Authors may submit one or two pieces to be considered for inclusion in the anthology.
Previously published works can be submitted, and international contributions with universal health themes are welcome.
Essays and stories may be no more than 15 pages or about 4,000 words.
Submissions must be made electronically.
If you submit two pieces, please include them in ONE Microsoft Word document
Please use the following formatting:
– Double-space prose, single space poetry
– Indent start of paragraphs to the first tab
– Make proper use of italics and quotation marks for titles.
– Include your full name, phone number, email address and street address on the first page of your manuscript, and your full name and page number on each subsequent page.
– Include the title of each piece in the body of the page, at the top of the piece.
– If you use references, please use MLA style. Information can be found here: http://owl.english.purdue.edu/owl/resource/747/01/. Please keep references to a minimum (no more than 3 – 5 per submission).
– Please do not use any other formatting.
Please attach your submission, in MSWord, to an email and send it to both:
Jodie Lawston: firstname.lastname@example.org and Kit-Bacon Gressitt: email@example.com
Deadline for submissions: June 28, 2012
Questions? Email Kit-Bacon (firstname.lastname@example.org) or Jodie (email@example.com).

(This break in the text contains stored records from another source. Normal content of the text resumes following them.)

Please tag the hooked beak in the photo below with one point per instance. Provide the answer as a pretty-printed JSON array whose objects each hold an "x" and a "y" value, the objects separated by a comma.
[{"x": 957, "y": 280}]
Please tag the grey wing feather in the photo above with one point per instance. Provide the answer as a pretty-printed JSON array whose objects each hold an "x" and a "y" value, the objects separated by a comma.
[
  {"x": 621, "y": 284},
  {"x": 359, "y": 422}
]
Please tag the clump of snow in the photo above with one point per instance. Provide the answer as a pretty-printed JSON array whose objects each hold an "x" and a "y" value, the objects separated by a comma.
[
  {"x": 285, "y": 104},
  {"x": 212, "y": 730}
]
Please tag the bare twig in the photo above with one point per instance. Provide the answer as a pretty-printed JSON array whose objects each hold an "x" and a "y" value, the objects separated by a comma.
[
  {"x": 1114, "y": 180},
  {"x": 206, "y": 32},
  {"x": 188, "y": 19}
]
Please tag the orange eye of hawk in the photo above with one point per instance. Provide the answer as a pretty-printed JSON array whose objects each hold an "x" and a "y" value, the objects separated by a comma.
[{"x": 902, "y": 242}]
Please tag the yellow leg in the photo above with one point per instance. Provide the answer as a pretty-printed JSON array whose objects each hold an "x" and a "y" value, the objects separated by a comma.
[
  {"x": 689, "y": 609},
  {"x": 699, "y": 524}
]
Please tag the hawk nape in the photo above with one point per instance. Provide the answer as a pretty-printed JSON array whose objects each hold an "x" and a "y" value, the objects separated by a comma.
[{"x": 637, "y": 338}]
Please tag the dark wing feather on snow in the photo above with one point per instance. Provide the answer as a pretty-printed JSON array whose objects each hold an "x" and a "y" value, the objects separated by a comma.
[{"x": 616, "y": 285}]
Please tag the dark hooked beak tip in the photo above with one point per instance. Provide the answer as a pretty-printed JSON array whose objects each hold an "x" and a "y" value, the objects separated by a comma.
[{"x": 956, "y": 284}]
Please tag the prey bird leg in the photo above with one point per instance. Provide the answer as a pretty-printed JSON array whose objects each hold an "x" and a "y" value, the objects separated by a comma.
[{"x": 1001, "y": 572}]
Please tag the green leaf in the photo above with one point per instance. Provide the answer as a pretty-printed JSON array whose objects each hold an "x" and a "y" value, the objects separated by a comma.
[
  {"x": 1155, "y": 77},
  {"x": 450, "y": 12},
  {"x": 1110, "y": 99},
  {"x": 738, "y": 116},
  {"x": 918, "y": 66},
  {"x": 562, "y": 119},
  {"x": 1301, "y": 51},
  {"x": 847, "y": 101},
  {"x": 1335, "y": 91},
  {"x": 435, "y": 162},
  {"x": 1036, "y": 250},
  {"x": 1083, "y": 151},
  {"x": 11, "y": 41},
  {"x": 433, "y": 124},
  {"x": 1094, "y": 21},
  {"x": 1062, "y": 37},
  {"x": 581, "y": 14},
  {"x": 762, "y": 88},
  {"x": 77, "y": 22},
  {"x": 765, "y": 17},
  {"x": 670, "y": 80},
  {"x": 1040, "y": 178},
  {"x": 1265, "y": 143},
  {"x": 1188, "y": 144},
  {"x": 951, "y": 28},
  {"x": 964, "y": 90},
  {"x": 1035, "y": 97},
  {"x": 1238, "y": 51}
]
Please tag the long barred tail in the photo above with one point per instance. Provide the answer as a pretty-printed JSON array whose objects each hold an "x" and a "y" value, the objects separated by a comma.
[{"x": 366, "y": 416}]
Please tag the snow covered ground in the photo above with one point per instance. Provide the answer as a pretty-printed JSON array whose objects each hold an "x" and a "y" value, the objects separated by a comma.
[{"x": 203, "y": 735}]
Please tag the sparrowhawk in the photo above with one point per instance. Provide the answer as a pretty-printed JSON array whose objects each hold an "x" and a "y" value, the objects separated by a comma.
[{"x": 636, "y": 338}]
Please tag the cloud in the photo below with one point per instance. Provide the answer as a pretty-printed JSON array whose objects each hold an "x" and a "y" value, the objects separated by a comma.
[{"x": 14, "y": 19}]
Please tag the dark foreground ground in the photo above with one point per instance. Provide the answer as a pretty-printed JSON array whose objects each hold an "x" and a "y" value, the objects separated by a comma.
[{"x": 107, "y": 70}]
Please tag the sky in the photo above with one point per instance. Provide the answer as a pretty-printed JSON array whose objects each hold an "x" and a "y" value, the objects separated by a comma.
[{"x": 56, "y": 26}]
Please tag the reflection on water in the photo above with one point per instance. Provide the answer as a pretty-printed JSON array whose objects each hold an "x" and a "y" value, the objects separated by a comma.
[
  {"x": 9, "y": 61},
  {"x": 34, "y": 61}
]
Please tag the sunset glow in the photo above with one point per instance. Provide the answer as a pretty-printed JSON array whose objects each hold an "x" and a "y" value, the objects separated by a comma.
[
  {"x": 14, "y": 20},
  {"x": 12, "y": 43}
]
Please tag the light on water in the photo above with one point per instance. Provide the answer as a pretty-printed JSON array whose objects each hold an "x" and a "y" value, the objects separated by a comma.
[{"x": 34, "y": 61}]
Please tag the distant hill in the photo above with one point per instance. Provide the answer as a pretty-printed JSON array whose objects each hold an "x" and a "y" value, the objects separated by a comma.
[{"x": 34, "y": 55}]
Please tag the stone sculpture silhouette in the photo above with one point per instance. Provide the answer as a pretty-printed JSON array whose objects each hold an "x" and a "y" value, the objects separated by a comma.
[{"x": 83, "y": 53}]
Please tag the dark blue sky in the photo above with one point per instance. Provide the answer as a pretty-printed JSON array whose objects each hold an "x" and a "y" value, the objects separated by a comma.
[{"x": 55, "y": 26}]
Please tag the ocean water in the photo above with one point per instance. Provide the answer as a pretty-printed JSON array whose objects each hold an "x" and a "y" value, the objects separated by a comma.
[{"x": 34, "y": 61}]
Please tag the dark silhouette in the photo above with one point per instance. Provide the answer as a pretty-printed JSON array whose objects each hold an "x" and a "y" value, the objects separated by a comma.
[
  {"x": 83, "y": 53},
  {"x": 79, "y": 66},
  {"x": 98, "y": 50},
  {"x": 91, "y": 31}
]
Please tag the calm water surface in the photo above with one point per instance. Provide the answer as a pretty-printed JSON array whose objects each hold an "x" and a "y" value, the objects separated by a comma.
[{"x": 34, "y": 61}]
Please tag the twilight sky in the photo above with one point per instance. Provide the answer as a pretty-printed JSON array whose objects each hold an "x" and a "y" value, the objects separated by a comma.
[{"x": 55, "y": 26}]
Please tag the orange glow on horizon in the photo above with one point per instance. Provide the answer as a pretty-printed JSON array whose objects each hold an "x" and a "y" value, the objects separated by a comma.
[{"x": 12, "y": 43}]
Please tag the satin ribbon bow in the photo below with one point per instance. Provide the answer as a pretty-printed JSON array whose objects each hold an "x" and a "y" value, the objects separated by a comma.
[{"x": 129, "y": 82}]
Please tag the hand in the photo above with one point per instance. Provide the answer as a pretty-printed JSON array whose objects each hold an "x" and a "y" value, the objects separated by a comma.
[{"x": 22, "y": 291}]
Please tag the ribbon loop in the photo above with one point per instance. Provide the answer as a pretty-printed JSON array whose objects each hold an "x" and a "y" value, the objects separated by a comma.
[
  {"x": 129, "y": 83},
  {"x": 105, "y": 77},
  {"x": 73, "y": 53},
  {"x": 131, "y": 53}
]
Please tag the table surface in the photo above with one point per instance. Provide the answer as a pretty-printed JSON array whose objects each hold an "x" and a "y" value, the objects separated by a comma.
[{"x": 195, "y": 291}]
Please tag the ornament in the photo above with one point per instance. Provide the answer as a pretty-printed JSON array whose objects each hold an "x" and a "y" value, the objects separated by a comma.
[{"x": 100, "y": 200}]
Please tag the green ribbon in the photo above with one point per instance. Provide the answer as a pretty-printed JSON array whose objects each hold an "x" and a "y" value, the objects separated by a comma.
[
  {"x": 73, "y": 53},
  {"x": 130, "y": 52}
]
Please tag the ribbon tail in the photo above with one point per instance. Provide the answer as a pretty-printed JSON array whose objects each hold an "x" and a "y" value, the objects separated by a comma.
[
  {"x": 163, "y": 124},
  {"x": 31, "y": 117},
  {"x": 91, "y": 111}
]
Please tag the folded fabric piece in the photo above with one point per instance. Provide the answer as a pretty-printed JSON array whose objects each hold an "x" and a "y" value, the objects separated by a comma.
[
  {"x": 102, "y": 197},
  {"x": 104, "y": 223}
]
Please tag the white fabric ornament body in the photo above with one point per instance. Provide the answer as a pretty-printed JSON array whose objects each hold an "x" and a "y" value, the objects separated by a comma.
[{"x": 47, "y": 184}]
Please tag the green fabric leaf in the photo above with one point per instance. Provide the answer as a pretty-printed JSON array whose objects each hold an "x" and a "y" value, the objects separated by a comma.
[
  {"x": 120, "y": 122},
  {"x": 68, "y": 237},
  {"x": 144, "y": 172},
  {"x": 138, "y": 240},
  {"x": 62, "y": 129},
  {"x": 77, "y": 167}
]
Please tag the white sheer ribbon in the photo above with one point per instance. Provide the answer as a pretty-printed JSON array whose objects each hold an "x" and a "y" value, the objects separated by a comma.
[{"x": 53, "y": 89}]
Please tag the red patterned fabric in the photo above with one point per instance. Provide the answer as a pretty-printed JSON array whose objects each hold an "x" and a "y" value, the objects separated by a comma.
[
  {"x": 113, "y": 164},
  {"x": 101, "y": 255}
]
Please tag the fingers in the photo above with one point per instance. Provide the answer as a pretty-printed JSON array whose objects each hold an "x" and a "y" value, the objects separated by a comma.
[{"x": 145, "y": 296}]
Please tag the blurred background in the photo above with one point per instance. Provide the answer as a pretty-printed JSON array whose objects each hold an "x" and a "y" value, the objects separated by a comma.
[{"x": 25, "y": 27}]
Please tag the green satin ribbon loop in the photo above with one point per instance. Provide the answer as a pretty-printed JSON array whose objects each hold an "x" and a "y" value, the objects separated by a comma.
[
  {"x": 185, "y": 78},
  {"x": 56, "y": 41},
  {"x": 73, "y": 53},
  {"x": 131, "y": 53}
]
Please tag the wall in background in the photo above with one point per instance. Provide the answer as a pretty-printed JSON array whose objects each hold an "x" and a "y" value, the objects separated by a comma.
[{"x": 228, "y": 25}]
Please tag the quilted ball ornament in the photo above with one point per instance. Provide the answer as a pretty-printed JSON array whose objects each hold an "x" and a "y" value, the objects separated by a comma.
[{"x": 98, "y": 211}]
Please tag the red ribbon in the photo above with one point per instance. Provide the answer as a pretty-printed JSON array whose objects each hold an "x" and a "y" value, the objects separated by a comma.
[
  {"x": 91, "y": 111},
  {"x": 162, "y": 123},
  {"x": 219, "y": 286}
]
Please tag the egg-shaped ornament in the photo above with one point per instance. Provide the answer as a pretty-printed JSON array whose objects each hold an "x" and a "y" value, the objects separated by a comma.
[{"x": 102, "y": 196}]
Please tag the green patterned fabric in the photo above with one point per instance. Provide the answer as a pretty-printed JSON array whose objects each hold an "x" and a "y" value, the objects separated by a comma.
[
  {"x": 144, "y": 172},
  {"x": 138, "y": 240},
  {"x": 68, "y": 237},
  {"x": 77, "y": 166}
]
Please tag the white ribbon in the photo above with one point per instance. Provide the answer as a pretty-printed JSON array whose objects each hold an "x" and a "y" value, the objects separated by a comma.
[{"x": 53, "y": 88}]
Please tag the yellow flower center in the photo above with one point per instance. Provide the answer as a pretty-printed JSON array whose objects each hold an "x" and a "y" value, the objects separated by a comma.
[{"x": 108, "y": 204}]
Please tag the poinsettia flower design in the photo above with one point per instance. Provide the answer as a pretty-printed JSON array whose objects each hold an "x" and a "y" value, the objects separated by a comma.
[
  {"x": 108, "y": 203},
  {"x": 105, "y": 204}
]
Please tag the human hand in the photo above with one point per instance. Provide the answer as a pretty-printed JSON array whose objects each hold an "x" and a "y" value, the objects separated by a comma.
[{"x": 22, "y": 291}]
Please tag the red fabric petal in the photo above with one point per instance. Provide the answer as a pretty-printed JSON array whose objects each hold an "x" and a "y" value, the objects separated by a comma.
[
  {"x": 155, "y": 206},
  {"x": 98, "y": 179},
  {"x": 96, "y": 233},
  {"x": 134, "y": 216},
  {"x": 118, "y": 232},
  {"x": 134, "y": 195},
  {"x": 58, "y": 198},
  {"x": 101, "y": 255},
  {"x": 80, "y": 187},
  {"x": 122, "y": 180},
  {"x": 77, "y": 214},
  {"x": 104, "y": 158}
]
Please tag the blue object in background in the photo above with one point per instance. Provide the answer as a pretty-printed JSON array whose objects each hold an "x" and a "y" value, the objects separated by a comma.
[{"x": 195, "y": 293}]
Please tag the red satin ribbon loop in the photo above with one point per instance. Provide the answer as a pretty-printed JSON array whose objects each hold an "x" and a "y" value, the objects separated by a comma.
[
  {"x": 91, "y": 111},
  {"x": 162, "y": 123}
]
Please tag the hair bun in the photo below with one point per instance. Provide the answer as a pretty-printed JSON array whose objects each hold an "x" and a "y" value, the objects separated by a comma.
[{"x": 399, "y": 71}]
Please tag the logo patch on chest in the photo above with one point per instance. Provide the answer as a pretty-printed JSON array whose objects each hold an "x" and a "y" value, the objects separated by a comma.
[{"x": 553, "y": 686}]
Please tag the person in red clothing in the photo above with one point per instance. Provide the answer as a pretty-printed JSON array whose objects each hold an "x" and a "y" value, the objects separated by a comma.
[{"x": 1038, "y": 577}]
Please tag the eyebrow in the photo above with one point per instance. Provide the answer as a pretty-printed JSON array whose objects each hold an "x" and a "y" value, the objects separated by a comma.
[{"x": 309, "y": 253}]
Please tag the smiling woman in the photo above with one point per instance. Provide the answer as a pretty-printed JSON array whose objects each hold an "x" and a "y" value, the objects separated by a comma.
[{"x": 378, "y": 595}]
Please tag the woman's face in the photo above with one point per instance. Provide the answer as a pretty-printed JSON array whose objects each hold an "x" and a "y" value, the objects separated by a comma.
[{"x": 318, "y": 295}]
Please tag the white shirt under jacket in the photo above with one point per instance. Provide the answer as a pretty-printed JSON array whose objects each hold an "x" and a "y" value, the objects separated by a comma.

Jodie M. Lawston is Associate Professor of Women’s Studies at California State University San Marcos. She is the author of Sisters Outside: Radical Activists Working for Women Prisoners and co-editor of Razor Wire Women: Prisoners, Activists, Scholars, and Artists. Her other scholarly publications include articles in the anthologies (Re) Interpretations: The Shapes of Justice in Women’s Experience; Milestones for American Women: Our Defining Passages; Beyond Cages and Walls: Bridging Prison Abolition and Immigrant Justice Movements; and Women, Punishment, and Community Sanctions: Human Rights and Social Justice. She has peer-reviewed articles published in Gender & Society, Sociological Focus, Social Justice, Sage Open, and the National Women’s Studies Association Journal. She has edited several additional projects, including a special issue of the National Women’s Studies Association Journal entitled “Women and Criminal Justice: Policing, Prosecution, and Incarceration” (with Ashley Lucas), and with Martha Escobar a special issue of Social Justice entitled “Policing, Detention, Deportation, and Resistance: Situating Immigrant Justice and Carcerality in the 21st Century.” She was recently appointed to the editorial board of Gender & Society, and is currently co-editing a book with Mary Romero, entitled In Between the Shadows of Citizenship: Mixed Status Families.
Kit-Bacon Gressitt is a former editorial board member and feminist political columnist for the San Diego North County Times. Her Pulitzer Prize-submitted commentary received first place awards from the California Newspaper Publishers Association and the San Diego Society of Professional Journalists. She now writes book reviews for the newspaper, and her feminist commentary is published by the Ocean Beach Rag, the Progressive Post, San Diego Gay & Lesbian News and on her blog, excusemeimwriting.com. She is also founding editor of IG Living, a healthcare magazine for patients and providers; co-founder and editor of The Bridge, an erstwhile literary journal; and her work has been published in the 2006, 2011 and 2012 editions of the San Diego Poetry Annual.